In this new body of work, the artist continues to draw from the subject matter of traditional still lifes, but with shifted focus from fruit to flora. The show, titled The Florist, looks to the abundance and rich detail found in 17th–19th century European stil lifes for inspiration. The work retains the shallow space and stark contrasts associated with that lineage, while exploring new compositions inspired from the color-rich displays of urban flower stands.

Some of these new paintings follow the still-life structures D’Onofrio often uses, while others move toward abstraction, where color, surface, and texture become more important than clearly defined subject matter. This shift gives him room to push the compositions in new directions and allows the color and visual texture that have always been part of his work to take on a larger role.

A clear example of this progression is a series of painted concrete vessels. These pieces resemble the containers seen in my flower stand paintings, but instead, the vessels themselves serve as the canvas. They function as decorative flower containers and as independent abstract objects.
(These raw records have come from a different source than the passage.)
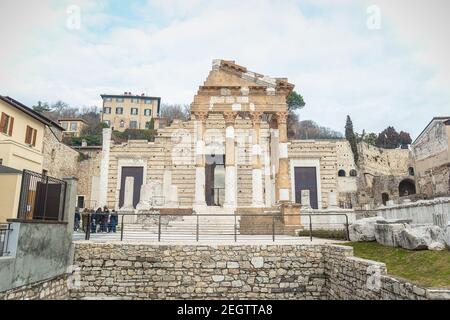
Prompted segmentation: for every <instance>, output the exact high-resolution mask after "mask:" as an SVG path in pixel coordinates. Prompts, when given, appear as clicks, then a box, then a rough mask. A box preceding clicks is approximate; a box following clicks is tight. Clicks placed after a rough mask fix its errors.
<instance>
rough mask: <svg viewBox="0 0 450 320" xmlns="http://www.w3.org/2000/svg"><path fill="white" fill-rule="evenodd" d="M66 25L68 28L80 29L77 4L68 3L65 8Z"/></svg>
mask: <svg viewBox="0 0 450 320" xmlns="http://www.w3.org/2000/svg"><path fill="white" fill-rule="evenodd" d="M66 13H67V19H66V27H67V29H69V30H80V29H81V8H80V7H79V6H77V5H70V6H69V7H67V10H66Z"/></svg>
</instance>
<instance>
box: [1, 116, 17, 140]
mask: <svg viewBox="0 0 450 320" xmlns="http://www.w3.org/2000/svg"><path fill="white" fill-rule="evenodd" d="M13 126H14V118H13V117H11V116H9V115H7V114H6V113H4V112H2V117H1V120H0V132H2V133H4V134H7V135H8V136H12V130H13Z"/></svg>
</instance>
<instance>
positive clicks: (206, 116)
mask: <svg viewBox="0 0 450 320" xmlns="http://www.w3.org/2000/svg"><path fill="white" fill-rule="evenodd" d="M194 116H195V119H196V120H199V121H201V122H206V119H208V112H194Z"/></svg>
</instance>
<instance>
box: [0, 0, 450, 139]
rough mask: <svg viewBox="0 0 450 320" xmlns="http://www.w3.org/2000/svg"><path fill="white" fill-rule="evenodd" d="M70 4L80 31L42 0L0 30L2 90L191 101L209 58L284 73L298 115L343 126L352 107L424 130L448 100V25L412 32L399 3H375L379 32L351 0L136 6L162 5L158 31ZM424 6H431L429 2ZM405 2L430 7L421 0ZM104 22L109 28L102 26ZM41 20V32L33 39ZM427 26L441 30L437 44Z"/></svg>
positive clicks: (370, 125)
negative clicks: (136, 96) (17, 21)
mask: <svg viewBox="0 0 450 320" xmlns="http://www.w3.org/2000/svg"><path fill="white" fill-rule="evenodd" d="M21 1H22V0H21ZM436 1H439V0H436ZM75 2H76V3H78V4H79V5H80V6H81V8H82V10H83V11H82V12H83V15H82V23H84V25H83V27H82V30H79V31H70V30H67V29H66V28H65V27H64V21H65V18H66V16H65V11H64V5H59V6H57V7H51V6H50V5H49V6H43V5H40V6H38V8H36V10H38V11H39V10H40V11H39V16H40V17H39V18H35V17H34V16H31V17H28V18H30V19H29V20H28V19H27V20H26V21H27V22H25V24H24V26H17V27H16V25H15V24H13V21H14V19H12V18H10V23H11V25H10V24H9V23H8V26H9V28H8V31H7V32H6V31H5V29H4V28H1V29H0V30H3V31H0V32H1V33H0V35H1V36H5V35H7V37H8V38H7V39H9V40H11V41H12V42H13V43H14V46H13V47H14V48H15V50H14V54H12V53H5V54H3V55H4V57H3V58H2V60H1V61H0V67H1V69H2V70H4V76H2V77H1V78H0V87H1V88H2V94H9V95H12V96H16V97H17V98H20V99H23V100H24V101H25V102H27V103H29V104H31V103H34V102H35V101H37V100H50V101H55V100H57V99H63V100H66V101H68V102H69V103H70V104H71V105H74V106H83V105H91V104H98V105H99V104H100V98H99V95H100V94H101V93H106V92H108V93H116V92H123V91H132V92H138V93H141V92H146V93H148V94H151V95H157V96H161V97H162V98H163V101H165V102H174V103H190V102H191V101H192V97H193V95H194V94H195V92H196V90H197V89H198V86H199V85H201V84H202V83H203V81H204V79H205V77H206V76H207V73H208V72H209V69H210V67H211V61H212V59H216V58H224V59H233V60H236V62H238V63H240V64H242V65H244V66H247V67H248V68H249V69H251V70H253V71H256V72H260V73H264V74H268V75H271V76H283V77H284V76H286V77H288V78H289V80H290V81H291V82H293V83H295V84H296V85H297V89H298V90H299V91H300V92H301V93H302V94H303V95H304V97H305V100H306V102H307V108H305V109H304V110H302V113H301V117H302V118H304V119H305V118H308V119H312V120H315V121H317V122H319V123H321V124H322V125H327V126H330V127H332V128H334V129H338V130H341V131H342V130H343V126H344V122H345V117H346V115H347V114H350V115H351V116H352V118H353V120H354V124H355V126H356V128H357V129H358V130H362V129H363V128H365V129H366V130H372V131H380V130H381V129H383V128H384V127H386V126H387V125H391V124H392V125H395V127H397V128H398V129H406V130H409V131H411V132H412V133H413V134H417V133H418V132H420V131H421V129H422V128H423V126H424V125H425V124H426V123H427V122H428V121H429V119H430V118H431V117H432V116H434V115H439V114H443V113H446V110H447V109H446V107H448V102H449V97H448V93H449V92H448V88H449V86H448V75H449V73H448V63H449V62H448V59H445V58H444V57H447V56H448V54H449V53H450V52H449V51H450V50H449V48H448V44H447V43H446V44H439V41H438V40H440V39H441V38H440V37H441V36H443V35H444V34H445V31H446V30H448V28H447V29H444V28H443V27H445V26H446V24H445V23H444V24H443V22H442V23H441V22H439V23H437V24H436V25H434V24H433V21H432V20H426V22H424V24H426V26H425V27H424V29H425V30H422V29H420V28H421V27H420V25H421V21H420V20H418V21H417V20H416V21H415V23H416V24H418V25H419V27H416V28H415V29H420V30H415V29H414V28H412V29H411V25H410V22H411V21H410V20H408V19H405V18H404V17H403V15H402V14H401V13H402V12H403V11H404V7H401V6H400V7H397V6H393V5H391V4H390V2H392V1H378V3H379V5H380V7H381V8H382V14H383V24H382V26H383V28H382V29H381V30H380V31H373V32H372V31H369V30H367V28H366V27H365V22H366V18H367V16H366V10H365V9H366V7H365V6H364V5H362V4H361V3H360V2H358V3H357V4H355V2H354V1H350V0H346V1H345V2H341V1H340V2H339V4H340V5H339V6H338V5H337V4H336V1H330V0H321V1H320V2H317V1H309V0H308V1H300V6H299V5H298V2H297V1H293V0H292V1H283V2H280V1H270V0H249V1H245V2H244V1H237V0H236V1H233V0H232V1H218V0H213V1H202V0H194V1H180V0H170V1H167V0H165V1H159V0H158V1H151V4H150V5H147V6H144V7H142V8H139V7H135V8H134V9H135V10H141V13H142V16H147V14H148V13H149V12H150V11H149V10H154V11H155V10H156V12H154V14H156V15H158V14H162V15H163V16H166V17H167V18H170V19H171V20H167V21H166V23H165V24H164V26H162V27H161V26H160V27H159V28H155V25H153V24H152V23H151V22H149V21H148V20H151V18H149V19H147V20H146V19H143V22H142V23H141V24H140V25H138V26H136V27H130V26H129V25H127V24H126V23H125V22H126V17H120V16H112V15H111V14H108V13H107V12H106V11H105V9H106V3H107V2H106V1H102V2H96V3H95V5H94V4H92V3H93V2H91V1H86V0H83V1H81V2H80V1H78V2H77V1H75ZM14 3H15V2H14ZM22 3H24V2H22ZM27 3H28V1H27ZM39 3H42V1H40V2H39ZM69 3H71V2H69V1H68V2H67V4H69ZM427 3H428V6H430V7H432V6H433V5H431V4H430V3H434V1H428V2H427ZM34 4H35V3H34ZM304 4H307V5H309V6H311V5H313V6H320V8H319V9H320V13H318V14H313V15H308V14H307V11H305V10H306V9H304V8H305V6H303V5H304ZM0 6H2V7H0V9H5V8H4V7H3V4H1V5H0ZM408 8H409V10H417V11H420V10H425V9H424V8H423V6H422V5H417V6H416V3H413V4H412V5H409V7H408ZM7 9H11V10H13V11H12V14H11V15H12V16H14V17H17V15H19V13H20V8H19V7H18V6H16V5H13V4H12V2H11V4H10V5H8V7H7ZM22 9H23V7H22ZM302 10H303V11H302ZM0 12H4V11H3V10H1V11H0ZM429 12H430V14H429V16H430V17H432V12H433V11H429ZM414 17H416V16H415V15H411V16H410V19H413V20H414ZM2 18H3V14H0V24H1V23H4V22H2ZM43 21H44V22H43ZM439 21H441V20H439ZM430 25H431V26H433V27H430ZM105 26H109V27H111V26H112V27H113V28H111V29H108V31H107V32H103V33H100V34H99V33H97V32H95V31H97V30H100V29H102V28H104V27H105ZM36 28H39V30H41V31H40V33H39V34H40V36H36V35H35V34H34V35H33V36H32V37H29V36H28V34H29V32H30V30H36ZM428 32H434V35H435V36H433V37H431V38H432V39H431V40H430V39H428V38H427V37H426V34H427V33H428ZM18 39H20V40H18ZM14 40H16V41H15V42H14ZM442 42H445V41H442ZM25 53H26V54H25ZM25 56H26V59H25V58H24V57H25ZM18 57H21V58H20V59H19V58H18ZM2 73H3V72H2Z"/></svg>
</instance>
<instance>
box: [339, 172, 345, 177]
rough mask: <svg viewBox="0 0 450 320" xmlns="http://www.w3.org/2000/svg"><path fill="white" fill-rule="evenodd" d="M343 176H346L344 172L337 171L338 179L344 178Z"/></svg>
mask: <svg viewBox="0 0 450 320" xmlns="http://www.w3.org/2000/svg"><path fill="white" fill-rule="evenodd" d="M345 175H346V173H345V170H339V171H338V177H345Z"/></svg>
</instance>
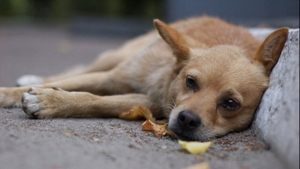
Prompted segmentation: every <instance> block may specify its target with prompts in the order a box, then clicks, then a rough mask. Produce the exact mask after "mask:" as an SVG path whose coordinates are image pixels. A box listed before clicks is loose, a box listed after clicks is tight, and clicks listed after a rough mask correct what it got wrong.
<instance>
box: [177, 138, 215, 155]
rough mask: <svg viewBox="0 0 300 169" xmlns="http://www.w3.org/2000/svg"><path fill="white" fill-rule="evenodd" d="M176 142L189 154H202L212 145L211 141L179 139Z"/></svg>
mask: <svg viewBox="0 0 300 169" xmlns="http://www.w3.org/2000/svg"><path fill="white" fill-rule="evenodd" d="M178 143H179V144H180V145H181V146H182V148H184V149H186V150H187V151H188V152H189V153H191V154H194V155H195V154H203V153H205V151H206V150H207V149H208V148H209V147H210V146H211V145H212V142H211V141H209V142H195V141H189V142H188V141H181V140H178Z"/></svg>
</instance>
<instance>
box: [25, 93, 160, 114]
mask: <svg viewBox="0 0 300 169" xmlns="http://www.w3.org/2000/svg"><path fill="white" fill-rule="evenodd" d="M133 106H145V107H147V108H148V109H150V110H151V111H152V112H153V113H154V115H155V114H156V113H157V114H159V113H160V112H159V111H160V109H159V107H158V106H157V105H156V104H155V103H153V102H152V101H151V100H150V99H149V98H148V97H147V96H145V95H142V94H125V95H114V96H96V95H93V94H91V93H87V92H67V91H64V90H61V89H57V88H54V89H52V88H49V89H42V88H31V89H30V90H29V91H28V92H27V93H24V94H23V97H22V108H23V110H24V112H25V113H26V114H28V115H29V116H33V117H35V118H57V117H118V116H119V114H120V113H122V112H126V111H128V110H129V109H130V108H132V107H133Z"/></svg>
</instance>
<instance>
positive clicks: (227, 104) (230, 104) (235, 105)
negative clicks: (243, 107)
mask: <svg viewBox="0 0 300 169" xmlns="http://www.w3.org/2000/svg"><path fill="white" fill-rule="evenodd" d="M222 106H223V107H224V108H226V109H228V110H236V109H238V108H240V106H241V105H240V103H239V102H238V101H236V100H234V99H228V100H225V101H224V102H223V103H222Z"/></svg>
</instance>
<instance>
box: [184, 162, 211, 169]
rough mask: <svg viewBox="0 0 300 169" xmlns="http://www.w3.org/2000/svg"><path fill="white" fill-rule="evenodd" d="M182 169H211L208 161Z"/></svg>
mask: <svg viewBox="0 0 300 169" xmlns="http://www.w3.org/2000/svg"><path fill="white" fill-rule="evenodd" d="M184 169H211V168H210V165H209V163H200V164H195V165H192V166H190V167H186V168H184Z"/></svg>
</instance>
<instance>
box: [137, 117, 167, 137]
mask: <svg viewBox="0 0 300 169" xmlns="http://www.w3.org/2000/svg"><path fill="white" fill-rule="evenodd" d="M166 126H167V124H164V125H158V124H155V123H153V122H152V121H150V120H146V121H145V122H144V123H143V125H142V130H143V131H152V132H154V134H155V136H156V137H160V136H164V135H167V134H170V133H169V132H168V131H167V130H166Z"/></svg>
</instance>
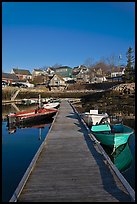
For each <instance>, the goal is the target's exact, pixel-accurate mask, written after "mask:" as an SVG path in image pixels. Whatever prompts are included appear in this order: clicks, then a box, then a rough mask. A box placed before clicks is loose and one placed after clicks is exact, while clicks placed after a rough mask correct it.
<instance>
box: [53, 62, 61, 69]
mask: <svg viewBox="0 0 137 204" xmlns="http://www.w3.org/2000/svg"><path fill="white" fill-rule="evenodd" d="M61 66H62V64H58V63H55V64H54V65H53V66H51V67H52V68H58V67H61Z"/></svg>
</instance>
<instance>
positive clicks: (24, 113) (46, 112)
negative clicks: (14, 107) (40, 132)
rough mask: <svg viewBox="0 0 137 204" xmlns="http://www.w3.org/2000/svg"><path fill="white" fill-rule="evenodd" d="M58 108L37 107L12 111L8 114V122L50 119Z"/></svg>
mask: <svg viewBox="0 0 137 204" xmlns="http://www.w3.org/2000/svg"><path fill="white" fill-rule="evenodd" d="M57 111H58V110H57V109H46V108H37V109H33V110H29V111H22V112H17V113H10V114H8V115H7V121H8V124H21V123H24V124H26V123H34V122H37V121H40V120H49V119H50V118H52V117H53V116H54V115H55V114H56V113H57Z"/></svg>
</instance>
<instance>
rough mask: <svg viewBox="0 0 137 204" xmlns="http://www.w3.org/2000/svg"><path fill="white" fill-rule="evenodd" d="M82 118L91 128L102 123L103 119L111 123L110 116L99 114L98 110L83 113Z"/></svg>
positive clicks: (81, 114) (107, 115)
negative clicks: (100, 123)
mask: <svg viewBox="0 0 137 204" xmlns="http://www.w3.org/2000/svg"><path fill="white" fill-rule="evenodd" d="M81 117H82V118H83V120H84V121H85V123H86V124H87V125H88V126H89V127H91V126H92V125H96V124H99V123H101V121H102V119H104V118H105V120H107V121H108V122H110V119H109V116H108V114H107V113H101V114H99V113H98V110H90V112H85V113H82V114H81Z"/></svg>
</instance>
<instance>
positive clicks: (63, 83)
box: [49, 74, 66, 90]
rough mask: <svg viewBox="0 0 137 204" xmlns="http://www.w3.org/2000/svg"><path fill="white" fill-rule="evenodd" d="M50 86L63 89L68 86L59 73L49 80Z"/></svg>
mask: <svg viewBox="0 0 137 204" xmlns="http://www.w3.org/2000/svg"><path fill="white" fill-rule="evenodd" d="M49 86H50V87H51V89H59V90H63V89H65V88H66V82H65V80H64V79H63V78H62V76H60V75H58V74H54V76H53V77H52V79H51V80H50V82H49Z"/></svg>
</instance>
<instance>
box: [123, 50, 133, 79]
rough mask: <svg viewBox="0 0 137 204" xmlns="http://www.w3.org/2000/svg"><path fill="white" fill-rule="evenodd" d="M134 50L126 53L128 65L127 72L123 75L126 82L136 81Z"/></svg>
mask: <svg viewBox="0 0 137 204" xmlns="http://www.w3.org/2000/svg"><path fill="white" fill-rule="evenodd" d="M133 52H134V51H133V49H132V48H131V47H129V48H128V51H127V53H126V57H127V65H126V68H125V72H124V75H123V80H124V82H134V81H135V63H134V62H135V58H134V56H133Z"/></svg>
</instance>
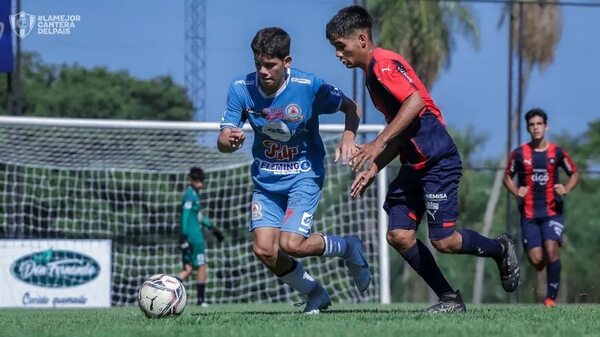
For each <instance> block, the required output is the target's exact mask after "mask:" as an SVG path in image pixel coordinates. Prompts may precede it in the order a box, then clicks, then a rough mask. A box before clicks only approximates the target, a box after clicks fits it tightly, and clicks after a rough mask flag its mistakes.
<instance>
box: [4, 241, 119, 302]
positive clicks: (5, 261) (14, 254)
mask: <svg viewBox="0 0 600 337" xmlns="http://www.w3.org/2000/svg"><path fill="white" fill-rule="evenodd" d="M0 284H1V286H0V307H36V308H53V307H56V308H59V307H60V308H80V307H110V302H111V241H110V240H0Z"/></svg>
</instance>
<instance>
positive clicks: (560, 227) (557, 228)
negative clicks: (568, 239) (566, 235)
mask: <svg viewBox="0 0 600 337" xmlns="http://www.w3.org/2000/svg"><path fill="white" fill-rule="evenodd" d="M548 225H549V226H550V227H551V228H552V230H553V231H554V233H556V235H557V236H559V237H561V236H562V231H563V229H564V225H563V224H561V223H560V222H558V221H556V220H550V221H549V222H548Z"/></svg>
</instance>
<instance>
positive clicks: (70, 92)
mask: <svg viewBox="0 0 600 337" xmlns="http://www.w3.org/2000/svg"><path fill="white" fill-rule="evenodd" d="M22 62H23V63H22V69H23V70H22V71H23V73H22V100H23V115H24V116H44V117H71V118H106V119H142V120H171V121H174V120H183V121H185V120H192V119H193V106H192V103H191V101H190V100H189V98H188V97H187V96H186V93H185V89H184V88H183V87H181V86H179V85H178V84H176V83H174V82H173V80H172V79H171V78H170V77H166V76H165V77H157V78H153V79H150V80H140V79H136V78H134V77H132V76H131V75H129V74H128V73H127V72H125V71H120V72H111V71H109V70H108V69H106V68H104V67H96V68H92V69H87V68H83V67H81V66H78V65H66V64H63V65H61V66H56V65H49V64H46V63H44V62H43V61H42V60H41V58H40V57H39V56H38V55H37V54H31V53H25V54H24V55H23V58H22ZM5 82H6V81H0V90H2V92H5V91H6V83H5ZM6 106H7V104H6V95H2V97H0V112H1V113H3V114H6Z"/></svg>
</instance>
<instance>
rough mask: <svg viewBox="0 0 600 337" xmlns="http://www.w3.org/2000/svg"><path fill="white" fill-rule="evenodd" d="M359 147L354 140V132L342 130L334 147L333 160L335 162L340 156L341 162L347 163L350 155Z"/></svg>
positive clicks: (353, 153) (343, 162)
mask: <svg viewBox="0 0 600 337" xmlns="http://www.w3.org/2000/svg"><path fill="white" fill-rule="evenodd" d="M359 149H360V146H359V145H358V144H356V141H355V140H354V133H352V132H344V135H343V136H342V140H341V141H340V144H339V145H338V147H337V148H336V149H335V159H334V162H336V163H337V162H338V160H339V159H340V157H342V164H344V165H346V164H348V163H349V162H350V158H351V157H352V155H354V154H355V153H356V152H357V151H358V150H359Z"/></svg>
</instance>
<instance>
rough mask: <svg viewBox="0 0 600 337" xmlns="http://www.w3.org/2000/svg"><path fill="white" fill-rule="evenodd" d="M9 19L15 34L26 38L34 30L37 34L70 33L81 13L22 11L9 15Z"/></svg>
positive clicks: (63, 34) (77, 22)
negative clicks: (73, 13)
mask: <svg viewBox="0 0 600 337" xmlns="http://www.w3.org/2000/svg"><path fill="white" fill-rule="evenodd" d="M9 20H10V26H11V27H12V29H13V31H14V32H15V34H17V36H18V37H20V38H22V39H24V38H25V37H26V36H27V35H29V33H31V32H32V31H35V32H36V33H37V35H70V34H71V31H72V30H73V29H74V28H75V24H76V23H79V22H80V21H81V15H62V14H60V15H33V14H29V13H26V12H24V11H21V12H19V13H17V14H12V15H9Z"/></svg>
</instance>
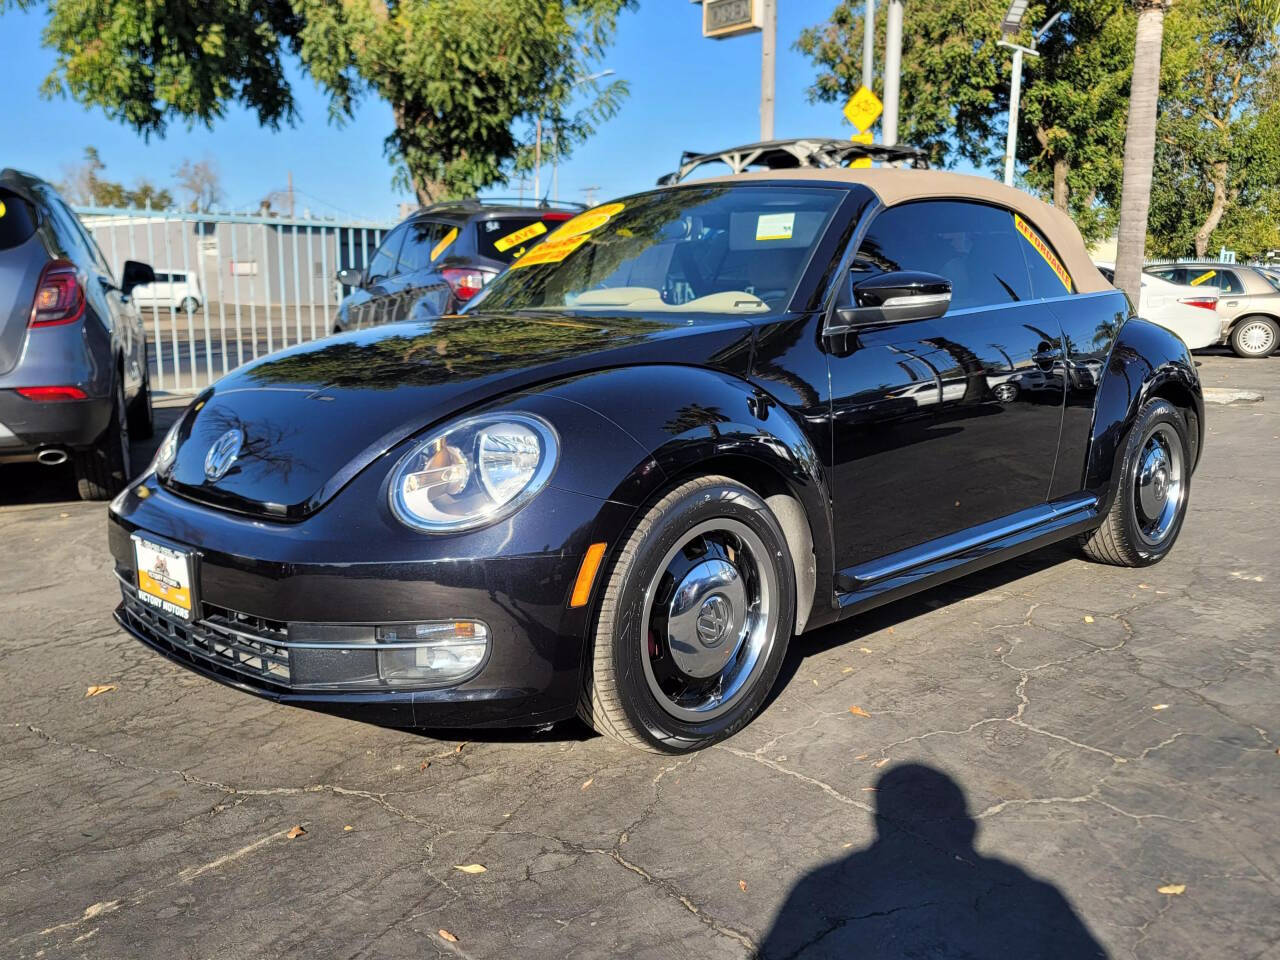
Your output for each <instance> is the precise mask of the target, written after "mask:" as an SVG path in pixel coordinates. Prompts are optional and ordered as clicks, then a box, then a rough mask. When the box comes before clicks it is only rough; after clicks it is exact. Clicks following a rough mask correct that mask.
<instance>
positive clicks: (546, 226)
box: [493, 220, 547, 253]
mask: <svg viewBox="0 0 1280 960" xmlns="http://www.w3.org/2000/svg"><path fill="white" fill-rule="evenodd" d="M544 233H547V224H544V223H543V221H541V220H539V221H538V223H531V224H529V227H521V228H520V229H518V230H516V232H515V233H508V234H507V236H506V237H500V238H498V239H495V241H494V242H493V248H494V250H497V251H498V252H499V253H502V252H503V251H507V250H511V248H512V247H515V246H517V244H520V243H524V242H525V241H531V239H532V238H534V237H541V236H543V234H544Z"/></svg>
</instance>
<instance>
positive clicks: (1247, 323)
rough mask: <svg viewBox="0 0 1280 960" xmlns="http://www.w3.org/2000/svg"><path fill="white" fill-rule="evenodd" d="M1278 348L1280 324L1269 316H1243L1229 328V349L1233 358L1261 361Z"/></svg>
mask: <svg viewBox="0 0 1280 960" xmlns="http://www.w3.org/2000/svg"><path fill="white" fill-rule="evenodd" d="M1277 346H1280V324H1276V321H1275V320H1272V319H1271V317H1270V316H1245V317H1242V319H1240V320H1238V321H1236V324H1235V326H1233V328H1231V349H1233V351H1235V356H1238V357H1245V358H1248V360H1261V358H1262V357H1270V356H1271V355H1272V353H1275V351H1276V347H1277Z"/></svg>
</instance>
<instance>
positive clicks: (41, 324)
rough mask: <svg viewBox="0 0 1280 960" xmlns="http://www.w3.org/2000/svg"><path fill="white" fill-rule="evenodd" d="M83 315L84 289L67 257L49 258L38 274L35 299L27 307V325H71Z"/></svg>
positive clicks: (83, 304)
mask: <svg viewBox="0 0 1280 960" xmlns="http://www.w3.org/2000/svg"><path fill="white" fill-rule="evenodd" d="M83 315H84V288H83V287H81V282H79V273H78V271H77V270H76V265H74V264H72V262H70V261H69V260H51V261H49V264H46V265H45V269H44V271H41V274H40V285H38V287H36V302H35V303H32V306H31V321H29V325H31V326H55V325H58V324H73V323H76V321H77V320H79V319H81V317H82V316H83Z"/></svg>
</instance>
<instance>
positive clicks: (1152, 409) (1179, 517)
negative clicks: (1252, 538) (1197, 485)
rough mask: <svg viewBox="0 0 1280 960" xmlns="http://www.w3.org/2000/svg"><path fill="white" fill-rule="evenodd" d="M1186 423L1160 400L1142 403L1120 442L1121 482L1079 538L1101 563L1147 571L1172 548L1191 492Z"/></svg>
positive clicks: (1152, 399)
mask: <svg viewBox="0 0 1280 960" xmlns="http://www.w3.org/2000/svg"><path fill="white" fill-rule="evenodd" d="M1192 466H1193V465H1192V457H1190V443H1189V442H1188V438H1187V422H1185V421H1184V420H1183V415H1181V413H1179V412H1178V408H1176V407H1174V406H1172V404H1171V403H1169V402H1167V401H1164V399H1158V398H1157V399H1152V401H1148V402H1147V403H1146V404H1143V407H1142V410H1140V411H1139V412H1138V419H1137V421H1135V422H1134V425H1133V429H1132V430H1130V431H1129V436H1128V439H1126V442H1125V453H1124V460H1123V463H1121V467H1120V480H1119V483H1117V485H1116V495H1115V500H1114V502H1112V504H1111V509H1110V511H1108V513H1107V516H1106V520H1105V521H1103V522H1102V526H1100V527H1098V529H1097V530H1094V531H1092V532H1089V534H1085V535H1084V536H1083V538H1082V540H1080V544H1082V548H1083V549H1084V554H1085V556H1087V557H1088V558H1089V559H1093V561H1097V562H1100V563H1114V564H1116V566H1120V567H1146V566H1149V564H1152V563H1158V562H1160V561H1162V559H1164V558H1165V557H1166V556H1167V554H1169V552H1170V550H1171V549H1172V548H1174V541H1175V540H1176V539H1178V534H1179V531H1180V530H1181V529H1183V520H1184V518H1185V516H1187V504H1188V502H1189V499H1190V492H1192Z"/></svg>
By turning this practical object into an art piece, I highlight and transform a subtle but foundational subject matter in my paintings.

Overall, this body of work feels like an entry point, a moment of change. It holds onto the quiet, formal language of centuries-old still lifes, while opening that structure up — allowing florals to become a way to explore color, visual texture, and form, and to move the work toward new kinds of composition and depiction.